Top Three Ways to Reduce Zoom Fatigue



More than ever, people are working remotely. This has led to an increase in meetings and appointments being held over Zoom. But communication over video has design flaws that exhaust the human mind and body. Fortunately, there are easy ways to mitigate their effects. Here's how to avoid some of the downfalls of Zoom:

Break Eye Contact With Zoom, the amount of eye contact as well as the size of faces on screens is unnatural. In a normal meeting, people look at the speaker, look elsewhere, or take notes. But on Zoom, participants are constantly looking at each other. Therefore the amount of eye contact is increased. Also a cause of stress and fatigue, depending on your monitor size, is that the faces on Zoom can appear too large for comfort. With many setups, if it is a one-on-one conversation, you’re seeing someone's face at a size which can simulate a personal space invasion. Solution: Take Zoom out of the full-screen option and reduce the size of the window relative to the monitor in order to minimize face size. You can also use an external keyboard to allow an increase in the personal space between oneself and the screen. Change your Focus Most video platforms show a square of what you look like on camera during a chat. But that’s also unnatural. It is the equivalent of, In the real world, somebody following you around with a mirror. Oftentimes, when we see a reflection of ourselves, we are more critical. We are now seeing ourselves on video for many hours every day. Solution: Users can use the “hide self-view” button, which one can access by right-clicking their own photo. This easily eliminates that view.

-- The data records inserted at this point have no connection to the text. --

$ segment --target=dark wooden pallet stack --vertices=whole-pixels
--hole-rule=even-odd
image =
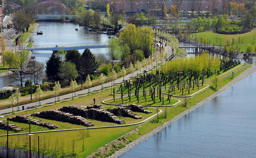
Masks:
[[[152,113],[152,111],[149,110],[146,110],[142,105],[132,104],[130,105],[123,105],[126,106],[128,109],[131,109],[132,111],[143,112],[147,114]]]
[[[31,116],[68,121],[86,126],[94,126],[93,122],[84,118],[74,116],[72,114],[60,111],[58,109],[36,112],[31,114]]]
[[[13,121],[16,121],[22,123],[30,123],[41,126],[48,128],[49,129],[54,129],[58,128],[58,125],[53,124],[53,123],[46,122],[43,122],[41,121],[39,121],[32,118],[28,115],[19,115],[10,118],[10,119]]]
[[[12,130],[16,131],[19,131],[23,130],[23,129],[22,128],[18,128],[17,126],[14,124],[9,124],[8,126],[9,128],[8,128],[8,129],[9,130]],[[7,122],[4,122],[2,120],[0,120],[0,128],[7,129]]]
[[[87,118],[102,119],[117,124],[125,123],[124,119],[119,119],[113,113],[107,111],[100,104],[87,107],[69,105],[63,107],[60,110],[75,115],[79,115]]]
[[[109,109],[107,110],[118,116],[128,117],[135,119],[142,118],[142,116],[141,115],[134,114],[131,110],[128,109],[125,106],[121,106],[120,107]]]

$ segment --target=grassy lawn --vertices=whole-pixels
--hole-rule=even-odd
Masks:
[[[207,41],[210,41],[210,44],[212,44],[212,42],[214,41],[215,45],[217,46],[224,46],[225,41],[228,40],[230,43],[231,43],[232,41],[232,39],[234,39],[234,47],[235,47],[235,51],[237,51],[237,43],[239,47],[239,39],[240,38],[240,47],[241,49],[238,52],[245,52],[246,46],[248,44],[253,43],[254,43],[254,39],[256,35],[256,30],[253,29],[252,31],[247,33],[239,34],[239,35],[222,35],[218,34],[215,33],[213,33],[211,32],[199,32],[196,33],[192,33],[190,35],[188,38],[195,40],[196,37],[197,38],[197,40],[200,42],[200,36],[205,36],[207,39]],[[218,37],[217,37],[218,36]],[[217,38],[218,37],[218,38]],[[218,39],[218,40],[217,40]],[[256,42],[256,39],[255,39],[255,42]],[[227,49],[229,49],[229,47],[227,47]]]
[[[154,103],[154,101],[152,101],[152,99],[151,98],[151,96],[148,95],[149,94],[149,93],[147,93],[147,101],[145,101],[145,99],[144,98],[144,97],[143,96],[143,94],[139,94],[139,103],[138,102],[138,101],[137,100],[137,98],[135,97],[134,95],[132,95],[131,96],[131,101],[129,101],[129,99],[128,97],[124,97],[124,103],[123,104],[137,104],[139,105],[162,105],[162,101],[160,101],[160,99],[159,97],[157,97],[157,93],[155,93],[155,103]],[[165,96],[166,97],[166,96]],[[176,100],[176,99],[171,99],[170,101],[170,103],[169,103],[169,101],[167,101],[166,98],[164,98],[164,104],[163,105],[173,105],[173,104],[177,103],[179,101]],[[105,102],[107,103],[110,103],[110,104],[122,104],[122,100],[121,98],[116,98],[115,99],[115,101],[114,102],[113,99],[105,101]]]
[[[191,87],[189,89],[189,94],[188,94],[188,87],[187,89],[187,86],[186,86],[186,88],[183,89],[183,95],[182,95],[182,90],[180,87],[180,90],[178,89],[178,88],[173,89],[173,91],[172,91],[172,89],[170,90],[170,94],[172,94],[172,95],[174,95],[177,96],[187,96],[193,94],[193,93],[199,91],[199,90],[204,88],[207,86],[207,85],[203,85],[202,86],[202,83],[199,83],[199,86],[196,86],[196,84],[195,84],[194,86],[194,90],[193,90],[193,83],[192,84],[192,87]],[[162,90],[162,92],[164,92],[166,93],[168,93],[169,90]],[[175,91],[175,93],[174,93]]]
[[[3,63],[0,63],[0,73],[5,72],[7,72],[9,71],[9,69],[10,68],[10,65],[5,64],[4,66],[4,64]]]
[[[242,70],[239,72],[235,73],[234,74],[234,78],[238,75],[241,73],[245,71],[245,69],[249,68],[250,66],[245,67]],[[102,129],[89,129],[89,132],[90,133],[90,136],[87,137],[84,139],[85,142],[85,149],[86,151],[82,152],[82,146],[83,145],[83,139],[81,139],[81,136],[80,135],[79,132],[78,130],[69,131],[64,132],[56,132],[53,133],[37,133],[36,135],[40,136],[40,146],[45,147],[47,149],[51,150],[51,152],[47,153],[48,155],[52,154],[53,152],[54,151],[60,151],[60,155],[58,155],[58,157],[60,157],[61,152],[66,153],[68,151],[69,153],[71,153],[74,148],[74,151],[76,152],[76,157],[77,158],[84,158],[91,153],[94,151],[98,148],[104,146],[105,148],[105,151],[104,153],[97,154],[97,155],[95,155],[95,158],[104,157],[106,156],[102,156],[102,154],[105,154],[105,155],[109,154],[107,154],[108,151],[111,153],[114,152],[115,151],[119,150],[120,148],[124,147],[124,145],[118,145],[113,144],[111,145],[106,145],[106,144],[108,142],[112,141],[115,139],[118,138],[120,136],[123,134],[127,133],[128,132],[139,127],[137,129],[137,132],[132,133],[131,134],[128,134],[125,136],[124,139],[127,139],[128,141],[127,143],[129,143],[129,142],[132,141],[140,137],[143,135],[146,134],[153,129],[157,127],[158,126],[162,125],[163,122],[170,120],[175,116],[177,115],[184,111],[189,109],[191,107],[194,106],[196,103],[202,101],[206,97],[210,96],[216,91],[226,84],[229,82],[231,81],[232,76],[229,76],[227,78],[222,79],[218,83],[217,88],[213,88],[213,85],[211,81],[207,81],[205,82],[205,84],[210,85],[210,87],[206,89],[193,96],[187,98],[187,104],[186,106],[184,106],[184,98],[180,98],[181,103],[178,105],[169,108],[159,107],[159,108],[162,110],[163,111],[161,114],[159,115],[159,122],[157,122],[157,118],[154,117],[151,121],[147,122],[141,126],[133,126],[128,127],[120,127],[120,128],[110,128]],[[214,86],[214,87],[215,86]],[[112,98],[113,97],[109,96],[109,93],[110,91],[105,91],[97,93],[96,94],[90,95],[88,96],[82,97],[81,98],[77,98],[71,101],[67,101],[64,103],[60,103],[60,104],[54,104],[51,106],[49,106],[45,108],[42,108],[41,109],[38,109],[30,111],[23,112],[23,113],[26,113],[29,114],[35,112],[36,111],[45,110],[47,109],[53,109],[56,108],[57,107],[61,107],[65,106],[66,105],[72,105],[83,103],[88,103],[91,102],[92,99],[94,97],[97,97],[97,100],[100,100],[103,98],[108,97]],[[108,97],[106,97],[108,96]],[[175,97],[173,97],[175,98]],[[105,98],[104,98],[105,99]],[[85,105],[90,105],[91,103],[87,103]],[[109,108],[109,106],[105,106],[107,108]],[[151,110],[149,109],[150,110]],[[155,110],[155,109],[154,110]],[[154,112],[155,113],[155,111]],[[153,113],[154,113],[153,112]],[[21,114],[21,113],[19,113]],[[138,113],[139,115],[141,114]],[[166,117],[165,117],[166,114]],[[16,115],[15,114],[13,115],[10,115],[9,116],[11,117],[12,115]],[[38,118],[39,119],[39,118]],[[43,121],[46,121],[46,120],[43,120]],[[60,122],[58,122],[57,121],[53,122],[53,120],[50,120],[55,124],[60,123]],[[74,125],[70,124],[67,122],[61,122],[59,126],[60,128],[65,129],[70,127],[70,128],[75,128],[76,127],[81,127],[79,125]],[[104,122],[104,123],[105,123]],[[18,125],[18,123],[15,124]],[[26,126],[25,130],[27,130],[27,124],[24,124],[24,126]],[[113,123],[112,123],[113,124]],[[41,128],[41,129],[40,129]],[[31,126],[31,129],[32,131],[41,131],[43,128],[39,127],[36,126]],[[45,129],[45,130],[46,130]],[[86,130],[86,129],[85,129]],[[5,133],[6,131],[3,130],[3,132]],[[38,143],[36,141],[36,137],[31,137],[31,144],[33,147],[36,147]],[[9,144],[10,146],[13,147],[15,144],[16,145],[20,145],[22,147],[26,143],[28,143],[28,137],[27,134],[23,134],[21,135],[11,136],[9,137]],[[4,144],[6,141],[6,136],[0,137],[0,143],[2,143],[2,144]],[[119,142],[119,141],[118,141]]]
[[[26,40],[28,37],[28,36],[29,36],[29,35],[30,35],[31,32],[32,32],[33,30],[36,27],[36,25],[37,25],[37,23],[34,23],[34,24],[31,24],[30,25],[30,26],[28,28],[28,31],[26,32],[25,32],[23,35],[23,36],[22,37],[22,42],[23,43],[25,43]],[[21,37],[19,37],[19,41],[22,41]],[[12,42],[12,43],[15,43],[15,40],[14,40]]]

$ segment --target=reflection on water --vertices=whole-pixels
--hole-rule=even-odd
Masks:
[[[83,27],[78,24],[67,22],[38,22],[39,25],[36,31],[42,31],[42,35],[33,35],[30,41],[34,41],[37,45],[48,44],[70,44],[74,43],[105,43],[108,36],[105,34],[98,34],[94,32],[89,32]],[[78,28],[78,31],[75,29]],[[83,50],[79,50],[83,53]],[[99,53],[105,54],[105,48],[92,49],[90,51],[95,54]],[[52,54],[52,51],[38,51],[33,52],[32,56],[36,57],[39,61],[45,63]],[[24,80],[26,80],[26,79]],[[19,82],[14,82],[8,76],[0,77],[0,87],[9,85],[19,86]]]
[[[252,158],[256,74],[237,83],[120,158]]]

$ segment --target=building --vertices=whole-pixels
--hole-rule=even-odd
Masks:
[[[212,12],[212,7],[211,7],[211,1],[201,1],[201,7],[200,12],[207,11],[209,13]],[[162,14],[162,8],[166,6],[167,12],[170,12],[170,8],[172,5],[175,5],[173,1],[166,1],[165,3],[162,4],[159,1],[156,1],[150,4],[149,2],[146,2],[140,1],[138,3],[134,2],[133,4],[131,2],[116,2],[110,4],[110,10],[113,9],[114,11],[121,12],[124,11],[126,13],[143,12],[150,13],[154,12],[154,15],[161,15]],[[221,12],[222,11],[222,2],[218,0],[216,4],[216,6],[215,8],[215,12]],[[194,11],[198,11],[198,7],[196,7]],[[191,11],[189,3],[188,1],[184,1],[181,5],[181,11]],[[185,12],[184,12],[185,13]],[[185,15],[185,14],[184,14]]]
[[[4,1],[0,0],[0,26],[3,24],[3,4]]]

Take an Audio-Only Break In regular face-to-face interaction, nonverbal communication is natural and each of us makes and interprets signals and nonverbal cues subconsciously. But on Zoom, we have to work harder to send and receive signals. Video takes an in-person conversation and shifts it into something that involves much more thought. Those thoughts may lead to actions including an exaggerated nod or putting your thumbs up. That adds cognitive load as you are expending more mental energy in order to communicate. Certain gestures could also mean different things in the Zoom context. A sidelong glance to someone during an in-person meeting means something very different than a person on a video chat grid looking off-screen to their spouse who just walked into their home office. Solution: During long stretches of meetings, give yourself an “audio only” break. This can mean also turning your body away from the screen while on that break. The goal is not to vilify Zoom. Zoom is ultimately a good thing for remote communication, but using these solutions can make it less fatigue-inducing.